Let’s add it to the stream-chain. Still Works!

const stream = response.body
	.pipeThrough(parser)
	.pipeThrough(valueStream)
	.pipeThrough(validateTodoStream);

We’ve now implemented all the original functionality in a streaming manner, but there is an opportunity to refactor here. Our two TransformStreams are very similar. They each execute a mapping function over every element, and emit the result. Let’s DRY that up. We’re going to make a helper called MapStream that takes the mapping-function as an argument and returns a TransformStream that runs it for each chunk.
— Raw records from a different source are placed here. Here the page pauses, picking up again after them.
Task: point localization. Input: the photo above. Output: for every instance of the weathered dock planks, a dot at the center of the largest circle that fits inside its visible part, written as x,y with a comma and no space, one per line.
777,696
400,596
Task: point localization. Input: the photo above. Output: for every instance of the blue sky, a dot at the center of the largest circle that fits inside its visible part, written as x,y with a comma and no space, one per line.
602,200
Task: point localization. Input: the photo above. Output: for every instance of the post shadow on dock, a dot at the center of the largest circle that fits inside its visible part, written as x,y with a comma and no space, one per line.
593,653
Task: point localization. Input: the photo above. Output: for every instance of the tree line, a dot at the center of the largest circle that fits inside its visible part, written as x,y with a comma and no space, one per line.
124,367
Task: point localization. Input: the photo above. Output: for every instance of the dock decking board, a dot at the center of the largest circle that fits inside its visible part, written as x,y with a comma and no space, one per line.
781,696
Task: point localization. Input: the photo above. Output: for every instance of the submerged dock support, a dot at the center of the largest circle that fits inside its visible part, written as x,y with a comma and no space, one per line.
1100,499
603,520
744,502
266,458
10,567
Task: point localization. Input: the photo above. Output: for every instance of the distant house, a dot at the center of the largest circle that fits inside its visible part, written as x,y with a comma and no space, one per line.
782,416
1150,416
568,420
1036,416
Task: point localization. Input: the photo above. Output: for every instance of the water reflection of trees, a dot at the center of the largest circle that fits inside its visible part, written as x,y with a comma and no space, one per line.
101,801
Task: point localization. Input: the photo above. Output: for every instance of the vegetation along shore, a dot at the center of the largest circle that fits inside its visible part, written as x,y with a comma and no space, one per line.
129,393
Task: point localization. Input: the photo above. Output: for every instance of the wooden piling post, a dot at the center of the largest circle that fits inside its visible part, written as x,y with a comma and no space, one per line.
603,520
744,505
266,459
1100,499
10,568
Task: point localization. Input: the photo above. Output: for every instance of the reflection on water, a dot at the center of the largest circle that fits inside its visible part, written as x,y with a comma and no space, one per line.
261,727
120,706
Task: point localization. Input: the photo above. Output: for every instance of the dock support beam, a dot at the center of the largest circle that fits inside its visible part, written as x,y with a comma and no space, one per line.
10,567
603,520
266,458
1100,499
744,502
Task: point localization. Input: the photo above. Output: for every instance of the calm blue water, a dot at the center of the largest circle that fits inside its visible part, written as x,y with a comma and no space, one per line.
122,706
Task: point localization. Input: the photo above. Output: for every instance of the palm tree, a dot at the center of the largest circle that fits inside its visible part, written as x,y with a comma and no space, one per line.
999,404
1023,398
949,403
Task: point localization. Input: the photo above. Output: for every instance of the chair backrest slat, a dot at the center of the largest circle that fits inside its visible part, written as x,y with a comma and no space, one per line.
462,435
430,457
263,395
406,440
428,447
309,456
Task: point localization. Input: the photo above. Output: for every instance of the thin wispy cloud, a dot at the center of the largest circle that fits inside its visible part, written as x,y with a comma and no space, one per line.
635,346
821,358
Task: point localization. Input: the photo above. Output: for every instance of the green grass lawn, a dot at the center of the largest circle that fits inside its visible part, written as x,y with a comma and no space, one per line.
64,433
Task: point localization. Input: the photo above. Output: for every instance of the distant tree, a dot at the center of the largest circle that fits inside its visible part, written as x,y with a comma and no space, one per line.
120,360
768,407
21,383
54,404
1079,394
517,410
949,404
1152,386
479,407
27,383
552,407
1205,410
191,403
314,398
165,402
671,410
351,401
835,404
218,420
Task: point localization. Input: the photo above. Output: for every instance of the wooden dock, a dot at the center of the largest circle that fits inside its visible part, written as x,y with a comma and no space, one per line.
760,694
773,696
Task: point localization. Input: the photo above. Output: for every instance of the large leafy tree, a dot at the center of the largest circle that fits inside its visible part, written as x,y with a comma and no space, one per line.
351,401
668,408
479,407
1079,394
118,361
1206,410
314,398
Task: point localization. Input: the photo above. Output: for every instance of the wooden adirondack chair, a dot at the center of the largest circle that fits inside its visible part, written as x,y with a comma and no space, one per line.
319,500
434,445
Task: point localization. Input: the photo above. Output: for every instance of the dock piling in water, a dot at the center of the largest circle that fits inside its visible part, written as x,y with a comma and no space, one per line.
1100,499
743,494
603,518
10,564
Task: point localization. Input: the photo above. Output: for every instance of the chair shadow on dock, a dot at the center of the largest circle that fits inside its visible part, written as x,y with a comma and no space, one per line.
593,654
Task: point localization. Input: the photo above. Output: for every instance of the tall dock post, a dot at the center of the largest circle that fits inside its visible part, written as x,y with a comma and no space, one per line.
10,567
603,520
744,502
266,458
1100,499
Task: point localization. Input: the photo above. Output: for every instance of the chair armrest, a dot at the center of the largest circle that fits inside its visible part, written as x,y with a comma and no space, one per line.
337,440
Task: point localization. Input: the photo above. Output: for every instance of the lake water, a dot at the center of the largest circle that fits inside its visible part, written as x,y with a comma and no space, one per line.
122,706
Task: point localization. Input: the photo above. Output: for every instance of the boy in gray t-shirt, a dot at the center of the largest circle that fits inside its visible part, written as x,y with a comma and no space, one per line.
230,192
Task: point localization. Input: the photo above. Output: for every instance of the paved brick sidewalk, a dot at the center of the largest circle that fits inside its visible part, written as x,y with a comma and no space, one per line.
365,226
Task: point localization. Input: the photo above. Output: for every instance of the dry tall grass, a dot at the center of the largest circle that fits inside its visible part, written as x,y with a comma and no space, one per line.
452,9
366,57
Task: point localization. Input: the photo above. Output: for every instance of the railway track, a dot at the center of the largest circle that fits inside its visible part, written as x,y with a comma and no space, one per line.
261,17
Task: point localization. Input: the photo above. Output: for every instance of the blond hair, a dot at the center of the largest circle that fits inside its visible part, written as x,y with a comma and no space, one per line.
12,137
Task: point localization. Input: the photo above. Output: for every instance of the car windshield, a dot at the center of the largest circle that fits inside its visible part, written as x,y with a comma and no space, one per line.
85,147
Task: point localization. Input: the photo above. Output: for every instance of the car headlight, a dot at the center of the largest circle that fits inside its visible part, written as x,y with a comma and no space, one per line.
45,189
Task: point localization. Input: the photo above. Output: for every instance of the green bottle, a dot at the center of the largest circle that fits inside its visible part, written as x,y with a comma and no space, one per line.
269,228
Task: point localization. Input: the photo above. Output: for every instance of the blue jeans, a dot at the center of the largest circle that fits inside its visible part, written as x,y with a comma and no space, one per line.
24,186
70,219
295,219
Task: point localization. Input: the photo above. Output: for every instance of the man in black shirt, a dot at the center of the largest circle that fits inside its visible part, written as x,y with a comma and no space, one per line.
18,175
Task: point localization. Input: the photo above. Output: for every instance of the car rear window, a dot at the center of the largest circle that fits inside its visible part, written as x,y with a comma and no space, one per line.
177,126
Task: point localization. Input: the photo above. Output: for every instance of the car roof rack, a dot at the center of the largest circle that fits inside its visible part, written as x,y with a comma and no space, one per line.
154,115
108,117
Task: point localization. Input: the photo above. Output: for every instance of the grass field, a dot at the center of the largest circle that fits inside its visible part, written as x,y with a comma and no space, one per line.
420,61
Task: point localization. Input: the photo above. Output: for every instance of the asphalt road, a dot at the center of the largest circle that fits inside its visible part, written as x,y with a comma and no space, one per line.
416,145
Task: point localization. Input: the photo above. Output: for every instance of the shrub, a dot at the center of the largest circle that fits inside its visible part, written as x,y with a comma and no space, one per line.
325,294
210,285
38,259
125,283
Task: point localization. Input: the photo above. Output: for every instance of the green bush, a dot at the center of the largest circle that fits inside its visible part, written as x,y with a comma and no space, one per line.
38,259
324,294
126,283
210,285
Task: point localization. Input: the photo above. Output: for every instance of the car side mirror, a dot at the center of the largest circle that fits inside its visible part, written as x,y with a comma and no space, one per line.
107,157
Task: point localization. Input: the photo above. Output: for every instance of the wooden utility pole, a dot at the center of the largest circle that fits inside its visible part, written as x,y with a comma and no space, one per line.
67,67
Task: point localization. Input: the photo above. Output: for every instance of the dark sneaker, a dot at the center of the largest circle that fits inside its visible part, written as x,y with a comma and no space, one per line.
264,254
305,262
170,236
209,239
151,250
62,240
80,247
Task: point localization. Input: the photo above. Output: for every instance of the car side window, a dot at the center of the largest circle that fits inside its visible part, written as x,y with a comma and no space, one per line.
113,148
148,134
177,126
If it throws, we ignore the element.

// helpers.ts
export function MapStream<I, O>(map: (i: I) => O): TransformStream<I, O> {
	return new TransformStream({
		transform(chunk, controller) {
			try {
				controller.enqueue(map(chunk));
			} catch (e) {}
		}
	});
}

We can now rewrite both our TransformStreams using the helper.

import { MapStream } from "./helpers"
...
const stream = response.body
	.pipeThrough(parser)
	.pipeThrough(MapStream(result => result.value))
	.pipeThrough(MapStream(TodoSchema.parse))

Very expressive, isn’t it?

With that, our implementation is done. But there is one more thing I would like to refactor; this while loop at the bottom. According to the spec, you’re supposed to be able to consume streams using a for await of loop, but not everyone implements this.

for await (const todo of stream) {
	display(todo);
}
Table showing that the 'for await of' syntax is only supported in Node, Deno and Firefox

Let’s write another helper that let’s us use the nicer syntax. If you’ve never used async-generators before, this will look unintelligible. That’s ok, this is entirely optional; Just stick with the while loop.

// helpers.ts
export async function* asIterable<T>(stream: ReadableStream<T>): AsyncGenerator<T> {
	const reader = stream.getReader();
	while (true) {
		const { value, done } = await reader.read();
		if (done) break;
		yield value;
	}
}

We can now use for await (const todo of asIterable(stream)) to asynchronously loop over the elements in the stream. I find this easier to read, since there is no control-flow.

import { MapStream, asIterable } from "./helpers"
...
for await (const todo of asIterable(stream)) {
	display(todo);
}

The final code looks like this:

import { JSONParser } from '@streamparser/json-whatwg';
import { MapStream, asIterable } from './helpers';
import { TodoSchema } from './TodoSchema';

const response = await fetch('/todos.json');

const parser = new JSONParser({
	paths: ['$.*']
});

const stream = response.body
	.pipeThrough(parser)
	.pipeThrough(MapStream((result) => result.value))
	.pipeThrough(MapStream(TodoSchema.parse));

for await (const todo of asIterable(stream)) {
	display(todo);
}

A few observations to close out.

  1. On slow connections, the Streaming version is both faster to show stuff to the user and also finishes earlier, since the parsing and validation happen in parallel with the fetching. On fast connections, the performance difference is negligible.
  2. Once the MapStream and asIterable helpers are defined, the streaming version of the code isn’t meaningfully longer. The effort for both versions is about the same.
  3. The bundle size for the streaming versions is slightly larger than the non-streaming version since we need to ship the JSONParser (+20kB). This isn’t always worth it. On sites with long session times it likely is worth it, since the extra code is only sent once and every subsequent request can be sped up. In PWAs, where your code is already cached on the client, streaming is a no brainer.

There is a lot more you can do with streams, I really encourage you to play around with them. They’re a really powerful idea that applies to much more than just data-fetching. I hope you’ve learned something and have a good day.